Spark: ------ RDD的Transformations转换算子

map

将一个RDD[U] 转换为 RRD[T]类型。在转换的时候需要用户提供一个匿名函数 func: U => T

scala> var rdd:RDD[String]=sc.makeRDD(List("a","b","c","a"))
rdd: org.apache.spark.rdd.RDD[String] = ParallelCollectionRDD[120] at makeRDD at
<console>:25
scala> val mapRDD:RDD[(String,Int)] = rdd.map(w => (w, 1))
mapRDD: org.apache.spark.rdd.RDD[(String, Int)] = MapPartitionsRDD[121] at map at
<console>:26

filter

将对一个RDD[U]类型元素进行过滤,过滤产生新的RDD[U],但是需要用户提供 func:U => Boolean 系统仅会保留返回true的元素。
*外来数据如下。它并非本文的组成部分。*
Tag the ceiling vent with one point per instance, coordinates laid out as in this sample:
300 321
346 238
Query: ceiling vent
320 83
scala> var rdd:RDD[Int]=sc.makeRDD(List(1,2,3,4,5))
rdd: org.apache.spark.rdd.RDD[Int] = ParallelCollectionRDD[122] at makeRDD at
<console>:25
scala> val mapRDD:RDD[Int]=rdd.filter(num=> num %2 == 0)
mapRDD: org.apache.spark.rdd.RDD[Int] = MapPartitionsRDD[123] at filter at
<console>:26
scala> mapRDD.collect
res63: Array[Int] = Array(2, 4)

flatMap

和map类似,也是将一个RDD[U] 转换为 RRD[T]类型。但是需要用户提供一个方法 func:U => Seq[T]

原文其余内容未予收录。